SPRUCE: Multi-resolution Satellite Fusion for Canopy Height Prediction
We designed a multi-resolution fusion CNN that replaces proprietary imagery with open-access Sentinel-1 SAR and Sentinel-2 multispectral data to predict forest canopy height. To process over 7 million samples (3TB+) efficiently, we built a distributed training pipeline using PyTorch DDP across 8 NVIDIA B200 GPUs, implementing mixed precision training and spatial cross-validation to prevent data leakage. The resulting model achieved a Mean Absolute Error of 5.08m, outperforming our single-resolution baseline by 44% and demonstrating a scalable approach to global biomass monitoring.
HILITe: Human-AI Collaborative Framework for Image Transcreation (EMNLP HCI+NLP 2025)
Co-authored an open-source framework that localizes images for cultural relevance by routing requests across 6 specialized diffusion models via a VLM reasoning engine. By integrating human-in-the-loop feedback from translators across seven countries, we built a system that outperforms DALL-E 3, achieving a 25.7% improvement in accuracy over automated baselines. The platform leverages ensemble modeling and reference-based masking to overcome the "cultural bottleneck" in standard AI, providing a scalable solution for authentic, cross-cultural content adaptation.

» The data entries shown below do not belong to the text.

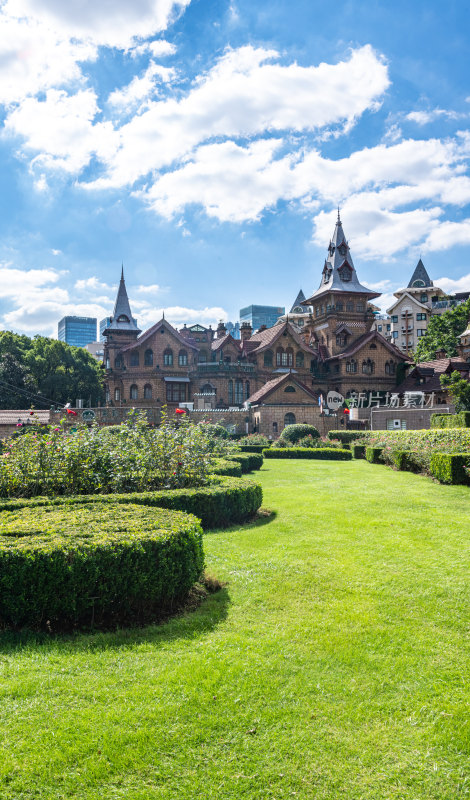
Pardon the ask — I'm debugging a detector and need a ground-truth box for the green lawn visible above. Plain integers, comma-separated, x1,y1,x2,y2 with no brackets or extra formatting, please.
1,461,469,799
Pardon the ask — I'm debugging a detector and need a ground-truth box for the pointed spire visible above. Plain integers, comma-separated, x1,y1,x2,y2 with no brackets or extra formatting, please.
290,289,307,313
103,266,141,335
408,258,433,289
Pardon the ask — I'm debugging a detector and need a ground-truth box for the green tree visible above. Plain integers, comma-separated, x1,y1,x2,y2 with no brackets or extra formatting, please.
440,370,470,411
0,331,104,409
415,299,470,362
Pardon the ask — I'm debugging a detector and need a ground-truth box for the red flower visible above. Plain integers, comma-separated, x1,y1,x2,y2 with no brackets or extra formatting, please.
66,409,78,416
175,408,185,415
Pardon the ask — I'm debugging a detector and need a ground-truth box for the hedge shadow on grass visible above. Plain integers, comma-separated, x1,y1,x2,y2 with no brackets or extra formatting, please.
0,585,231,655
203,507,277,536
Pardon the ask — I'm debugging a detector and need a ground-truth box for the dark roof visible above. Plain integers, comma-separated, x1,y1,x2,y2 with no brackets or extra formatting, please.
325,331,410,361
121,318,198,352
290,289,307,312
104,267,141,334
247,372,318,405
395,356,470,394
305,212,380,304
408,259,433,289
211,334,242,353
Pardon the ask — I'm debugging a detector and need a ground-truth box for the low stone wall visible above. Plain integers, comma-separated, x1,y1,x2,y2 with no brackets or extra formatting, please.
187,408,249,435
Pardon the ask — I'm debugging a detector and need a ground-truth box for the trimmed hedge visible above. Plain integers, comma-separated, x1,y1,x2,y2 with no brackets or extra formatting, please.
210,458,242,478
430,453,470,484
263,447,352,460
351,444,366,459
238,444,267,453
365,446,384,464
228,452,264,473
390,450,414,471
327,430,364,443
0,477,263,529
0,503,204,630
431,412,470,429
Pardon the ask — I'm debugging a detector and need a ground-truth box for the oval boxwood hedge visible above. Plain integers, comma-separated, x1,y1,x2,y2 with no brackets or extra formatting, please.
0,477,262,530
210,458,243,478
262,447,352,460
0,503,204,630
228,452,264,472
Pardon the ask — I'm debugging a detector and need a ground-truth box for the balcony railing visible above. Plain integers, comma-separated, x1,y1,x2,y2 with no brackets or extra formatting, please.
195,362,255,373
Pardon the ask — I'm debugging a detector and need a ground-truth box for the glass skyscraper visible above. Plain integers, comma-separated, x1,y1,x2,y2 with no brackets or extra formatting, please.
239,305,285,332
58,316,97,347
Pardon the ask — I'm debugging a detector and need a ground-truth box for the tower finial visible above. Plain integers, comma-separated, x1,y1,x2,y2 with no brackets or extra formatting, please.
337,206,341,224
121,262,124,281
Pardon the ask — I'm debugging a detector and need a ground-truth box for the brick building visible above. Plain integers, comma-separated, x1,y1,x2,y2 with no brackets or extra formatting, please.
103,214,410,432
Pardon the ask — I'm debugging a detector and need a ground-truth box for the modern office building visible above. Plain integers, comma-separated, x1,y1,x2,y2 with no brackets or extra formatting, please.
225,321,241,339
239,304,285,332
58,316,97,347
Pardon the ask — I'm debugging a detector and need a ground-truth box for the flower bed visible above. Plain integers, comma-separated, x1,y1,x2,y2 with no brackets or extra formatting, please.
0,504,204,630
362,429,470,473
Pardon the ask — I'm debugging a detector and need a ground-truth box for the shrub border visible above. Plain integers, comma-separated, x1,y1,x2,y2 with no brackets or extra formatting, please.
262,447,352,460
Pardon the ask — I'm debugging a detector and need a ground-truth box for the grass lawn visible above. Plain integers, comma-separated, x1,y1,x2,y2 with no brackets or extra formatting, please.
1,460,469,799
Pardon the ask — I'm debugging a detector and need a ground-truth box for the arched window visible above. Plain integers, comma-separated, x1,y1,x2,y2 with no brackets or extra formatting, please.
276,347,284,366
144,349,153,366
385,360,396,375
105,387,110,403
115,355,123,369
272,421,278,434
130,384,138,400
362,359,375,375
143,384,152,399
130,352,139,367
286,347,293,367
245,380,250,400
295,352,304,368
201,383,214,394
178,350,188,366
163,349,173,366
284,386,296,393
284,412,296,427
114,388,120,401
336,335,347,347
117,314,129,323
264,350,273,367
346,360,357,373
228,380,233,405
198,350,207,363
235,379,243,405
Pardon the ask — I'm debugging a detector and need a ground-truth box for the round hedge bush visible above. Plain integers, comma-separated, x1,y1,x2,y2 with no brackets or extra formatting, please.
0,503,204,630
280,424,320,444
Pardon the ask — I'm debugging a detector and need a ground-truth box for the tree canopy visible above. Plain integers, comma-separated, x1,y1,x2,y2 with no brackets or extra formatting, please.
0,331,104,409
440,370,470,411
414,299,470,362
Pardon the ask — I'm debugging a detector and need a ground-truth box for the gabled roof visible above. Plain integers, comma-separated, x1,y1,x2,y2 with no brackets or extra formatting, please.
245,320,316,355
325,330,411,362
387,291,430,314
104,267,141,334
305,212,380,304
247,372,318,405
408,258,433,289
395,356,469,394
211,333,242,353
121,318,198,352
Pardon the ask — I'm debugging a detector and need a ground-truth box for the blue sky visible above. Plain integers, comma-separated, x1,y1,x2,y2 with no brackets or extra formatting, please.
0,0,469,337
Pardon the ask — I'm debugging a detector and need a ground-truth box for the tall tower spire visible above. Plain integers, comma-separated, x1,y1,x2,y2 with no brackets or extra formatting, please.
103,266,141,336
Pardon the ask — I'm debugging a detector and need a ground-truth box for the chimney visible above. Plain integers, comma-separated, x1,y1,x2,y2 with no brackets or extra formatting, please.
217,320,227,339
240,321,253,341
258,324,267,332
435,349,447,359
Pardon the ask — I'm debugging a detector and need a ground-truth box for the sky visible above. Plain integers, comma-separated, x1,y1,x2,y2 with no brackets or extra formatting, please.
0,0,469,338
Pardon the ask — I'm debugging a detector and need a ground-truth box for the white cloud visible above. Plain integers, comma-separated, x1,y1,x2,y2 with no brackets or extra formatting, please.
130,40,177,58
87,44,389,188
135,284,161,294
3,0,191,50
422,219,470,252
137,305,227,330
74,277,113,291
434,272,470,294
406,108,467,125
108,62,176,111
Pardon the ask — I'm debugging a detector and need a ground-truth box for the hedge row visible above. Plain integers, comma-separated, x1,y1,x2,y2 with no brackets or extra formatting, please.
429,453,470,484
365,447,384,464
430,412,470,429
0,503,204,630
238,444,268,453
263,447,352,460
210,458,242,478
0,477,263,529
228,452,264,472
351,444,366,459
327,430,364,443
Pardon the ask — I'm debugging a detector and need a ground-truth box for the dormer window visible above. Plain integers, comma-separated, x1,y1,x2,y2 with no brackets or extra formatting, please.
338,243,347,256
117,314,130,323
338,264,352,282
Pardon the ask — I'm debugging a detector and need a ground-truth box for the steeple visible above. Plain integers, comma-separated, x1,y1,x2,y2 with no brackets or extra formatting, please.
290,289,307,313
304,212,379,304
408,258,433,289
103,266,141,335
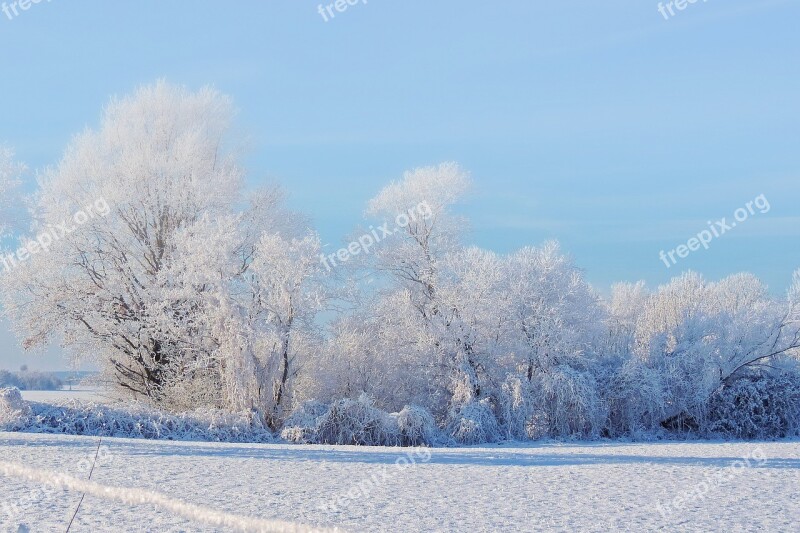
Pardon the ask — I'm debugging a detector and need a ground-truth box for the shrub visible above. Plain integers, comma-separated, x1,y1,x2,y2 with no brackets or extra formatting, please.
393,405,442,446
447,399,500,445
603,362,666,439
0,387,29,413
280,400,330,444
499,366,604,440
0,392,274,443
499,376,533,441
315,394,400,446
527,365,604,439
706,373,800,439
0,387,33,430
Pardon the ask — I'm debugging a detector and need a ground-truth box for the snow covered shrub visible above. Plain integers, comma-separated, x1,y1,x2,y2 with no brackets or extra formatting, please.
279,400,330,443
157,370,224,414
446,399,500,445
0,387,33,430
281,400,442,446
603,361,666,438
0,387,29,414
499,366,606,441
620,272,800,434
646,315,728,432
4,399,274,442
527,365,604,439
499,376,530,441
315,394,400,446
393,405,442,446
498,369,601,441
705,373,800,439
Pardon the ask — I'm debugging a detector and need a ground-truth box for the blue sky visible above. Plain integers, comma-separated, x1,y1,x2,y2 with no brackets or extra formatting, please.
0,0,798,369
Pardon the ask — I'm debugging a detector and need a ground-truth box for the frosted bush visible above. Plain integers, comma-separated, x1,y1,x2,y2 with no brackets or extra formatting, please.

Optimized B200 Matrix Multiplication
Built a high-performance matrix multiplication kernel for NVIDIA's B200 GPU achieving ~1200 TFLOPs. Implemented persistent kernels with multi-stage pipelining using a circular buffer, leveraging the Tensor Memory Accelerator (TMA) for efficient global-to-shared memory transfers and the new Blackwell TMEM for tensor core accumulation. Used BF16 inputs with FP32 accumulation and optimized synchronization patterns between producer and consumer warps.